Using Series.tolist()
with pd.DataFrame()
(NaN Padding)
import pandas as pd
import numpy as np
data_varying_lengths = {
'ID': ['P1', 'P2', 'P3', 'P4'],
'Features': [
['Fast', 'Reliable'], # Length 2
['Compact', 'Efficient', 'Quiet'], # Length 3
['Durable'], # Length 1
['Lightweight', 'Portable', 'Stylish', 'Affordable'] # Length 4
]
}
df_varying = pd.DataFrame(data_varying_lengths)
print("Original DataFrame with varying list lengths:")
print(df_varying)
print()
# ✅ Convert Series of lists to list of lists
list_of_features = df_varying['Features'].tolist()
# Create new DataFrame; Pandas handles varying lengths by padding with NaN
df_features_split = pd.DataFrame(list_of_features, index=df_varying.index)
print("Split features (NaN padded):")
print(df_features_split)
print()
# Name the new columns (up to the max length)

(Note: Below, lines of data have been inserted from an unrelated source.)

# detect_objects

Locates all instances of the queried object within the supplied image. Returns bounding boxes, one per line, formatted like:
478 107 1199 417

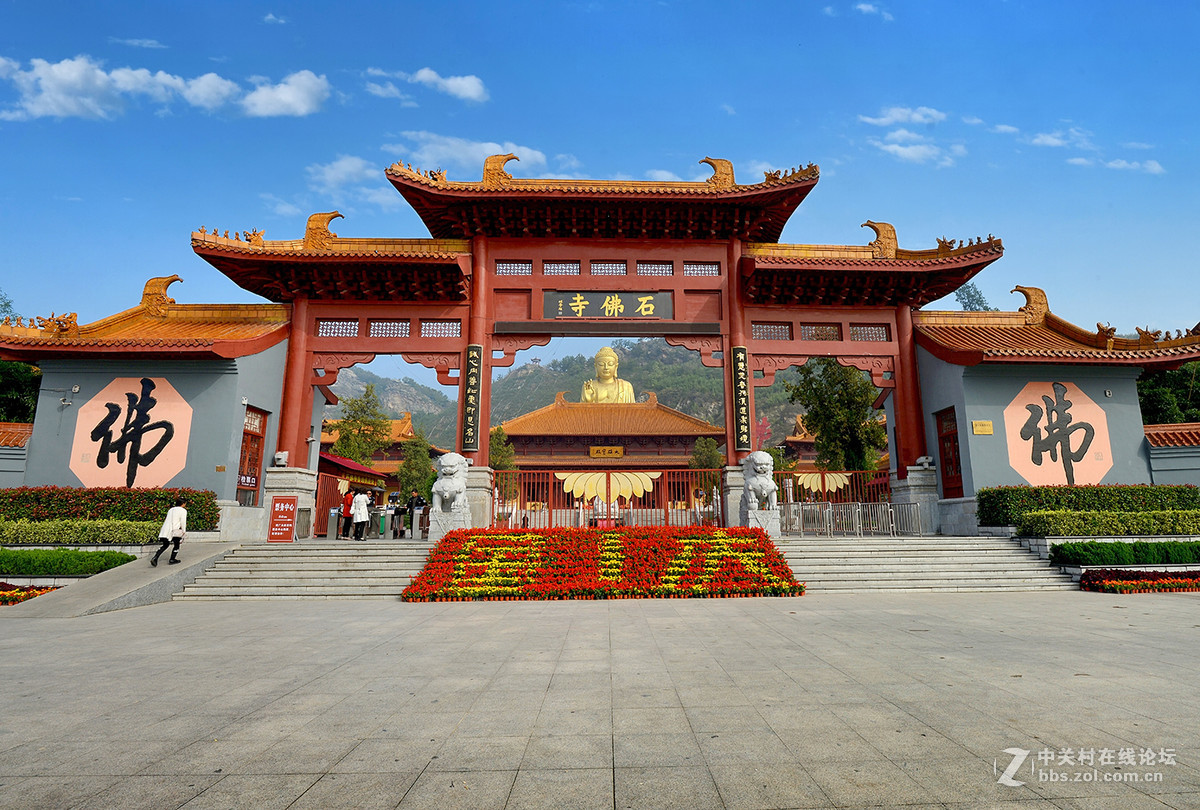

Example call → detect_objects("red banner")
266 496 300 542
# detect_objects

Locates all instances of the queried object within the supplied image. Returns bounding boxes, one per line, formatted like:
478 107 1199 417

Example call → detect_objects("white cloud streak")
384 130 546 179
241 71 331 118
367 67 488 102
858 107 946 126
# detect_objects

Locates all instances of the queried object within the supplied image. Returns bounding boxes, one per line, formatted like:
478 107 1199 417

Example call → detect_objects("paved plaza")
0 592 1200 810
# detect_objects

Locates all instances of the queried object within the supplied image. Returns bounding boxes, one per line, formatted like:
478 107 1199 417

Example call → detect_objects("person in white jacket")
350 490 371 540
150 498 187 565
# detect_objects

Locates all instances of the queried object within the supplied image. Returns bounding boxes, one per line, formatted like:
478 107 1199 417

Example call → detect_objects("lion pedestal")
739 450 780 538
428 452 470 542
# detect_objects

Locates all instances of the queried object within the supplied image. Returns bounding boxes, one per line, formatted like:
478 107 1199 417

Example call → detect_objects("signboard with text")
266 496 300 542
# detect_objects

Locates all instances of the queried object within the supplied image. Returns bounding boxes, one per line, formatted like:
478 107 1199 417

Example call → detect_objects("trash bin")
366 509 388 540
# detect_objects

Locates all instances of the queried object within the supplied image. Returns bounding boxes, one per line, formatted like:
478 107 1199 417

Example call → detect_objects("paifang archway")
192 155 1003 478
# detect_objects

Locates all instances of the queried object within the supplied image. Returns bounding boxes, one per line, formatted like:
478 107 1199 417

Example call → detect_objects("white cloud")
384 130 546 179
0 55 241 121
858 107 946 126
241 71 330 118
367 67 488 102
1104 160 1166 174
854 2 895 22
108 36 167 49
305 155 383 192
1030 126 1096 150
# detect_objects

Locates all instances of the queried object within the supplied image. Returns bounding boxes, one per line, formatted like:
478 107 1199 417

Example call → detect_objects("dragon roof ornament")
386 152 821 193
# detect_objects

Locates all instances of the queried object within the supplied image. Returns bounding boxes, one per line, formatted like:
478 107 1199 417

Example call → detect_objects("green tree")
0 290 42 422
330 383 391 467
954 281 997 312
487 425 517 469
785 358 887 469
1138 361 1200 425
396 431 437 502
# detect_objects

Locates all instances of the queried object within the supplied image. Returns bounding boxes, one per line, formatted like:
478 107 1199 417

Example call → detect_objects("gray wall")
0 448 26 490
918 349 1151 497
24 343 287 500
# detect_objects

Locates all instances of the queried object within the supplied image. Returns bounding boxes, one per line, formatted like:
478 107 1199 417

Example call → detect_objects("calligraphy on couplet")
1004 382 1112 486
730 346 754 450
462 343 484 450
68 377 192 487
541 290 674 320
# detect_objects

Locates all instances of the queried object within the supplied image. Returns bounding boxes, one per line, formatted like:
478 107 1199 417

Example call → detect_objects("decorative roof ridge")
743 220 1004 263
385 152 821 194
191 218 470 258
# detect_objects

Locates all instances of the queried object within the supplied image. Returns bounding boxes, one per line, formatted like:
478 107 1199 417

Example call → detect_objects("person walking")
352 490 371 540
342 487 354 540
400 490 426 540
150 498 187 566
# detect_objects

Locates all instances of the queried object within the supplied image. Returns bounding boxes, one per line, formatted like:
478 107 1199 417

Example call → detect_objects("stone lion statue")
431 452 470 512
742 450 779 509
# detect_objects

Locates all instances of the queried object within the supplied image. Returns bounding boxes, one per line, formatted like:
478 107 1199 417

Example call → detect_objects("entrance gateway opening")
193 155 1003 526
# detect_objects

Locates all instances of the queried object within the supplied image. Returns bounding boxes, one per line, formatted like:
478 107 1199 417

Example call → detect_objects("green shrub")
1016 509 1200 538
1050 540 1200 565
976 484 1200 526
0 520 162 544
0 486 221 532
0 548 137 577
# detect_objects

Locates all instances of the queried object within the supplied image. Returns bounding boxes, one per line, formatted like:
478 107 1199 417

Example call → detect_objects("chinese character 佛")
91 377 175 486
1021 383 1096 486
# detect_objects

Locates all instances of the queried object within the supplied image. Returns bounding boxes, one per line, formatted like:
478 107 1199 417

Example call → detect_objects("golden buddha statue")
580 346 634 404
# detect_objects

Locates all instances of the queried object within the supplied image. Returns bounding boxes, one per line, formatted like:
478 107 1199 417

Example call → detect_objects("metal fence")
492 469 725 529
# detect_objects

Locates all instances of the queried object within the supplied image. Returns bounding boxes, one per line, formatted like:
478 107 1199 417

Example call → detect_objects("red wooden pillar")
277 298 312 467
458 235 493 467
895 304 926 478
725 239 754 464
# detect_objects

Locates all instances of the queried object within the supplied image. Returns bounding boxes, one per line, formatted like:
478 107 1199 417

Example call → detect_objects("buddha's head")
595 346 617 383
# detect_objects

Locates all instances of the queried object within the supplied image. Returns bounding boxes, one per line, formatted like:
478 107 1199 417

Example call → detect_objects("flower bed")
0 582 56 605
403 527 804 601
1079 568 1200 594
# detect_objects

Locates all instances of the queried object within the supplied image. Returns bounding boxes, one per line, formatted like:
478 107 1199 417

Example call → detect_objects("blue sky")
0 0 1200 391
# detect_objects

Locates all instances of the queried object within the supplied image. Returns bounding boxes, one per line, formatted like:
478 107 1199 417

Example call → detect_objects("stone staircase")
174 540 433 600
775 536 1079 593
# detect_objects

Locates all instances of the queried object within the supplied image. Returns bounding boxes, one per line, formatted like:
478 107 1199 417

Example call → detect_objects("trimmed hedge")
1050 540 1200 565
0 486 221 532
0 520 160 544
0 548 137 576
1016 509 1200 538
976 484 1200 526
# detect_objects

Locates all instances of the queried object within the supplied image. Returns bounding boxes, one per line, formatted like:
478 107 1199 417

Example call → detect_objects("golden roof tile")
1142 422 1200 448
502 391 725 439
913 287 1200 367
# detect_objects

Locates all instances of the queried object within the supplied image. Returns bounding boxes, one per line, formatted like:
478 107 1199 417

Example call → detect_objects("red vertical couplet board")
266 496 300 542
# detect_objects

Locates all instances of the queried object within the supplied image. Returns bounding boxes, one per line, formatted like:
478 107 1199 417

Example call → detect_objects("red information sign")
266 496 300 542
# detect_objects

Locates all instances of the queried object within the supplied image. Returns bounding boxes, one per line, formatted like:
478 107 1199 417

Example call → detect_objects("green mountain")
326 338 799 448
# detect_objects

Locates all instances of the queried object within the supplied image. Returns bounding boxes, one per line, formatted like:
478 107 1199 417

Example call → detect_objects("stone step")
776 538 1079 593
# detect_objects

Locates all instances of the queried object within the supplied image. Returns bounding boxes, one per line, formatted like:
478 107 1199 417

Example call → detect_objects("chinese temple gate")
192 155 1003 478
9 155 1200 536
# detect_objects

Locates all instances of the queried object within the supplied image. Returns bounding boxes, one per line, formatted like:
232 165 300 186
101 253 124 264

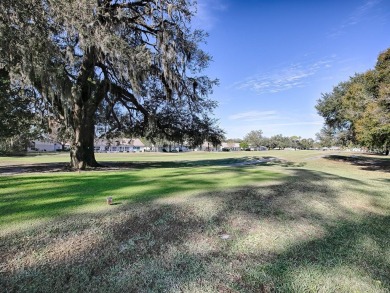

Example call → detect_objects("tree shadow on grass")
0 167 390 292
0 156 288 175
324 155 390 172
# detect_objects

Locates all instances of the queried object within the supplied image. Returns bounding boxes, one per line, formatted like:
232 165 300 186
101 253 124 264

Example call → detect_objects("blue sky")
193 0 390 138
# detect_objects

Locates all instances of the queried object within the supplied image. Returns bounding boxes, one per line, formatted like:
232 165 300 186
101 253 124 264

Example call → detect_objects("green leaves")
316 49 390 149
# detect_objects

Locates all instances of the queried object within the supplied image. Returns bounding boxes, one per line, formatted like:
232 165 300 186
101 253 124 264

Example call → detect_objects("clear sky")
193 0 390 138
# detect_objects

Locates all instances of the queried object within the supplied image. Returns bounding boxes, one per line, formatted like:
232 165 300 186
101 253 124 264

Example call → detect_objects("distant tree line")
240 130 315 150
316 49 390 154
0 0 224 164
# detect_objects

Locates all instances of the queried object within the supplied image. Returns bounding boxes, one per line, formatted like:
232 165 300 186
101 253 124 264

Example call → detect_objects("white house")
27 140 62 152
219 142 241 151
95 138 145 153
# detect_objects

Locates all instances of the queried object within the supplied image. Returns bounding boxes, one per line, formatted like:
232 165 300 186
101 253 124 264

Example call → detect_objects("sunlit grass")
0 151 390 292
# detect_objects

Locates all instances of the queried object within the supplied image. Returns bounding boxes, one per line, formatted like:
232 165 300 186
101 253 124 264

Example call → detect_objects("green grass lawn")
0 151 390 292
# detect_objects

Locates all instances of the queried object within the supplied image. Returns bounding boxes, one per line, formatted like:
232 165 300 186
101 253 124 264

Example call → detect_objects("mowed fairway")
0 151 390 292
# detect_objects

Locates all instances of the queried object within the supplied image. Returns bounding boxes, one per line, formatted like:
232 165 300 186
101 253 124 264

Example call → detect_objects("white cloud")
229 111 279 121
192 0 228 31
233 56 334 94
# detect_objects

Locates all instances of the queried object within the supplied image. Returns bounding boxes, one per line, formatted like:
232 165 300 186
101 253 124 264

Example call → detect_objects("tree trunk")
70 105 100 170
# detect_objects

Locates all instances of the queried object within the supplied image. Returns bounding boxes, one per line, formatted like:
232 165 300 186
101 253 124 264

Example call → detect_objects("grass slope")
0 151 390 292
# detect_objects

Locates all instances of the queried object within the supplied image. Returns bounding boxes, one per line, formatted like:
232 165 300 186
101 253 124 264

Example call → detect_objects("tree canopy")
0 0 223 168
316 49 390 150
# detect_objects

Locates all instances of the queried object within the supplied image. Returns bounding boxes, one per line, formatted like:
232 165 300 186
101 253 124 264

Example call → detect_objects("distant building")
95 138 145 153
219 142 241 151
27 140 62 152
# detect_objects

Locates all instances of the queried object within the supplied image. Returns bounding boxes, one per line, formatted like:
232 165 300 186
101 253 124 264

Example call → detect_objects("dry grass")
0 152 390 292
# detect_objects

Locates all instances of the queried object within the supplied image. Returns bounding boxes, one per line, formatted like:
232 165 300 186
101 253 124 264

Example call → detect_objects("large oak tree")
316 49 390 153
0 0 222 169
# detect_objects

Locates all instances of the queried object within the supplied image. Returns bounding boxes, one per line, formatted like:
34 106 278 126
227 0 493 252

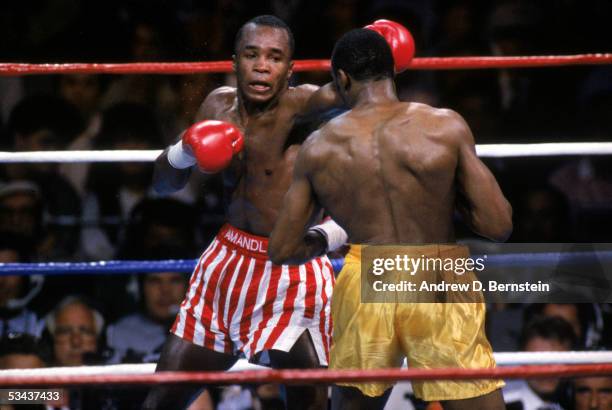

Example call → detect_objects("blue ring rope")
0 251 612 276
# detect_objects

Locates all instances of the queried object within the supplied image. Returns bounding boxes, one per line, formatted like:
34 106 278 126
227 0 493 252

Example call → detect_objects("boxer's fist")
365 20 414 73
183 120 244 173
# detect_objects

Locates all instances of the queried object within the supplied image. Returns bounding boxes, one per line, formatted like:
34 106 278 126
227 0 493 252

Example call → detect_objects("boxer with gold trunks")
268 29 512 410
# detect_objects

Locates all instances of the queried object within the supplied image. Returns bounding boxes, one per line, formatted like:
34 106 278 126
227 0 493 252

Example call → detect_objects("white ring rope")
0 142 612 163
0 351 612 376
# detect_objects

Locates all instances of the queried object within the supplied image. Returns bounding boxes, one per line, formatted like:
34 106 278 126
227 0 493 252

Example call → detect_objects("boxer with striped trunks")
171 224 334 366
144 16 346 409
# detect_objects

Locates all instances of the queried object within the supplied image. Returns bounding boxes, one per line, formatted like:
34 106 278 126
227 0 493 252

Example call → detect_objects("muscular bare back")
197 85 317 236
300 101 490 244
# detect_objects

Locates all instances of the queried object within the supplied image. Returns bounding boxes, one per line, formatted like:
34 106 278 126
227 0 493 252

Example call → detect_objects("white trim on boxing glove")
308 218 348 253
168 140 196 169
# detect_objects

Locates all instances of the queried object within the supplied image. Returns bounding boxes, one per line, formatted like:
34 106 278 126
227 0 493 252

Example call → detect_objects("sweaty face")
234 24 292 104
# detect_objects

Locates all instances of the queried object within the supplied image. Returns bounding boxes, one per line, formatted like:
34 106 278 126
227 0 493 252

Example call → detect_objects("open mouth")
249 81 272 93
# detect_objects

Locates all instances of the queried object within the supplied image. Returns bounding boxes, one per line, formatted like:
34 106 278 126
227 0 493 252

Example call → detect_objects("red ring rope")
0 54 612 76
0 363 612 387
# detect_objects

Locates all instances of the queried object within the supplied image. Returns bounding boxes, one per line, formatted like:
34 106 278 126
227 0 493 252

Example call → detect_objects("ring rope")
0 363 612 387
0 351 612 377
0 142 612 163
0 53 612 76
0 250 612 276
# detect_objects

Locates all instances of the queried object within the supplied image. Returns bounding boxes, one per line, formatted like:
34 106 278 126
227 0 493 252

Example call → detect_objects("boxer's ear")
336 69 351 91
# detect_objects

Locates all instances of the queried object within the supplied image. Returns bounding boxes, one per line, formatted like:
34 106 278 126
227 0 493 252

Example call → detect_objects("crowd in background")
0 0 612 409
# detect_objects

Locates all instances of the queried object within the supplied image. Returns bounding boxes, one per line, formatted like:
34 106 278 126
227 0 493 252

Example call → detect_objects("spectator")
107 272 188 363
96 198 199 322
81 103 162 259
0 235 43 338
46 296 104 366
513 185 572 243
0 180 46 249
0 333 46 369
524 303 604 348
5 96 83 260
574 376 612 410
503 316 576 410
59 74 104 196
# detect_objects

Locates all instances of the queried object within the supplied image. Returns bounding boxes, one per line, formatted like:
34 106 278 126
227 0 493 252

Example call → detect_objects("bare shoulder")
298 129 329 169
197 86 236 120
407 103 474 144
285 84 320 107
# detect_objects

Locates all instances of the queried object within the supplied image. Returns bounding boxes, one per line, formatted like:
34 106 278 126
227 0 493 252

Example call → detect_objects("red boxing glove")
364 20 414 73
183 120 244 173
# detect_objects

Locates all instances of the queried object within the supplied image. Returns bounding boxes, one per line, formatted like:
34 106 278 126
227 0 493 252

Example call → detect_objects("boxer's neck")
351 78 399 108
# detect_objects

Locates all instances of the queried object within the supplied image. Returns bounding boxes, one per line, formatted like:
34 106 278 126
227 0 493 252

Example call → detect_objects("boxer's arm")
153 87 231 194
451 113 512 241
268 144 327 265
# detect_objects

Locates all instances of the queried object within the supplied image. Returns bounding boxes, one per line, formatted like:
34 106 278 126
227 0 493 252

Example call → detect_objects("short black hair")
234 14 295 59
332 29 394 81
520 316 577 350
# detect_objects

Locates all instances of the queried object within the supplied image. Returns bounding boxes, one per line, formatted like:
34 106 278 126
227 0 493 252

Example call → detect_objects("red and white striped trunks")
171 224 334 365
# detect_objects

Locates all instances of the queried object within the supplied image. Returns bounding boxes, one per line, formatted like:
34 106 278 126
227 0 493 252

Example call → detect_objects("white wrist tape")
309 219 348 252
168 140 196 169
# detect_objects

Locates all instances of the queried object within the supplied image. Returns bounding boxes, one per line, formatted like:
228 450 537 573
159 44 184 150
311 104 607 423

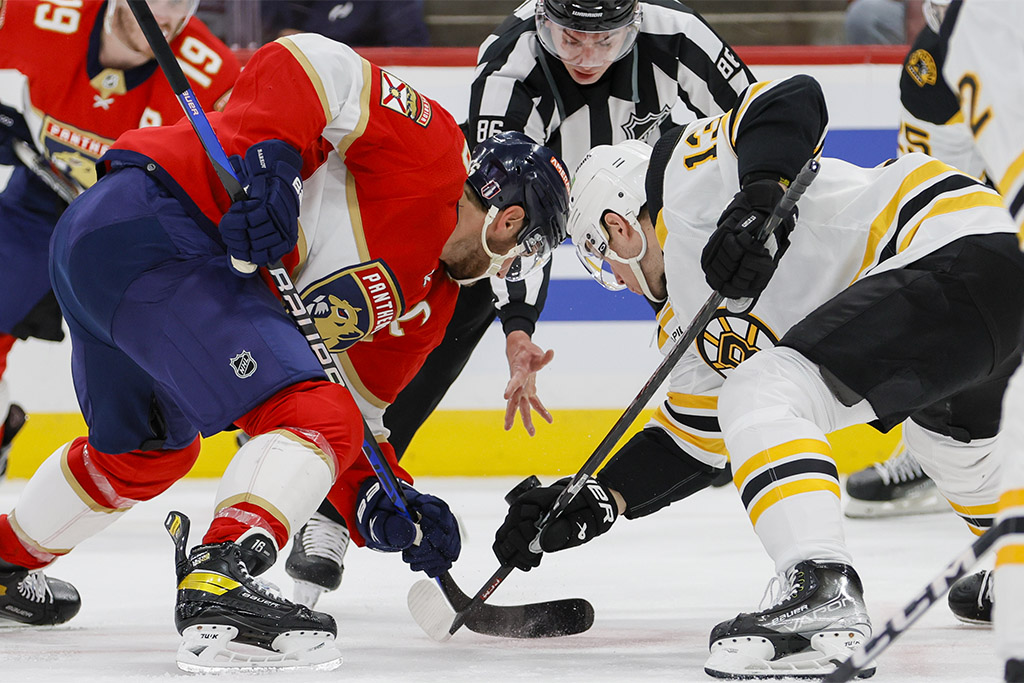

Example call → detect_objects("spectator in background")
844 0 924 45
262 0 430 47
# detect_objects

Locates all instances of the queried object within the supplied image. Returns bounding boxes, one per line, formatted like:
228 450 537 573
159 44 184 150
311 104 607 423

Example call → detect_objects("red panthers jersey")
0 0 240 187
109 34 469 541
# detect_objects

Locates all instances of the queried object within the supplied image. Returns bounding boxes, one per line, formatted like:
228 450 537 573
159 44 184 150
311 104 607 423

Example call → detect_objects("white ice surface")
0 478 1001 683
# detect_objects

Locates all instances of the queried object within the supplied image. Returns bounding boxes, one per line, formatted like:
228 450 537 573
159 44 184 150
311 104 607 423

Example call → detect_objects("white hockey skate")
844 447 952 519
705 561 874 679
285 512 349 608
166 512 341 673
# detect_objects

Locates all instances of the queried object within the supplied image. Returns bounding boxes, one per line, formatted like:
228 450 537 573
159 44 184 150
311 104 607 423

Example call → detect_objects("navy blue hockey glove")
493 477 618 571
220 140 302 278
355 477 462 579
700 179 796 299
0 104 32 166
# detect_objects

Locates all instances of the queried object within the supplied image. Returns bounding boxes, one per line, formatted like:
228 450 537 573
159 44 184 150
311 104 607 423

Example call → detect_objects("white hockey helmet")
921 0 950 33
566 140 659 301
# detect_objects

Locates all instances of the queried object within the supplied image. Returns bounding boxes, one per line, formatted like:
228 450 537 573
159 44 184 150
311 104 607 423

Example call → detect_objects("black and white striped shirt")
466 0 754 334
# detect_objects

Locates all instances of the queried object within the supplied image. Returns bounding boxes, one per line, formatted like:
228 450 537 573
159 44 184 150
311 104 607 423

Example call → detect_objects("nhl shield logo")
230 351 256 380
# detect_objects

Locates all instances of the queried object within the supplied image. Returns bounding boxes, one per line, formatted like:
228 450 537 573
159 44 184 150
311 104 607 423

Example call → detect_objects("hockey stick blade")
409 580 594 643
822 518 1024 683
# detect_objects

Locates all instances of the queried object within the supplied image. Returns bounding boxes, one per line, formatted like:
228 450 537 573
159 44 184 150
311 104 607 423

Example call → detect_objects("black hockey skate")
0 560 82 627
947 569 995 626
705 560 874 679
0 403 26 479
285 512 349 608
845 449 951 518
166 512 341 673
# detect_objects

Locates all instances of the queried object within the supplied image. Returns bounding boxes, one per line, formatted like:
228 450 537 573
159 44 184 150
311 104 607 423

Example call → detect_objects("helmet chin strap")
455 206 523 285
608 213 667 302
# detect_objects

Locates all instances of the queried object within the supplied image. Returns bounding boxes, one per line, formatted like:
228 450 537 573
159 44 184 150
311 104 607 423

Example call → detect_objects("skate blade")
408 579 456 643
705 629 876 680
177 625 342 674
843 487 952 519
292 579 327 609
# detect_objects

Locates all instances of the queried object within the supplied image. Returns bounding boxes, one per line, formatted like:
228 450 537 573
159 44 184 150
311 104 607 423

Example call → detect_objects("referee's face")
551 26 626 85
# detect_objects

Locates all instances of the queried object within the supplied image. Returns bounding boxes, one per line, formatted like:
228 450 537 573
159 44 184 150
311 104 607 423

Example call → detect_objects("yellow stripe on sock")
749 477 840 525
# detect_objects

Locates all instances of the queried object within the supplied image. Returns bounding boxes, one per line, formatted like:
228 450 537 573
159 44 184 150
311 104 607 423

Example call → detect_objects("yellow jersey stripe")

max_len = df_features_split.shape[1] # Number of columns created
df_features_split.columns = [f'Feature_{i+1}' for i in range(max_len)]
# Add to original DataFrame
df_final_varying = pd.concat([df_varying.drop(columns=['Features']), df_features_split], axis=1)
# Or: df_varying[[f'Feature_{i+1}' for i in range(max_len)]] = df_features_split
print("Final DataFrame with split varying-length lists:")
print(df_final_varying)
Output:
Original DataFrame with varying list lengths:
ID Features
0 P1 [Fast, Reliable]
1 P2 [Compact, Efficient, Quiet]
2 P3 [Durable]
3 P4 [Lightweight, Portable, Stylish, Affordable]
Split features (NaN padded):
0 1 2 3
0 Fast Reliable None None
1 Compact Efficient Quiet None
2 Durable None None None
3 Lightweight Portable Stylish Affordable
Final DataFrame with split varying-length lists:
ID Feature_1 Feature_2 Feature_3 Feature_4
0 P1 Fast Reliable None None
1 P2 Compact Efficient Quiet None
2 P3 Durable None None None
3 P4 Lightweight Portable Stylish Affordable
The pd.DataFrame()
constructor, when given a list of lists where inner lists have different lengths, will create columns up to the length of the longest inner list, filling shorter ones with NaN
. df['col'].apply(pd.Series)
also behaves this way.
Conclusion
Splitting a Pandas DataFrame column containing lists (or tuples) into multiple new columns is a common data reshaping task.
- For lists of equal length, using
df[new_cols] = pd.DataFrame(df['list_col'].tolist(), index=df.index)
is generally the most direct and efficient method. df['list_col'].apply(pd.Series)
is another effective method that also gracefully handles lists of varying lengths by padding withNaN
.- When list lengths vary,
pd.DataFrame(df['list_col'].tolist(), index=df.index)
also correctly pads withNaN
.
After splitting, remember to assign meaningful names to your new columns. Choose the method that best fits your data's structure and your preference for conciseness.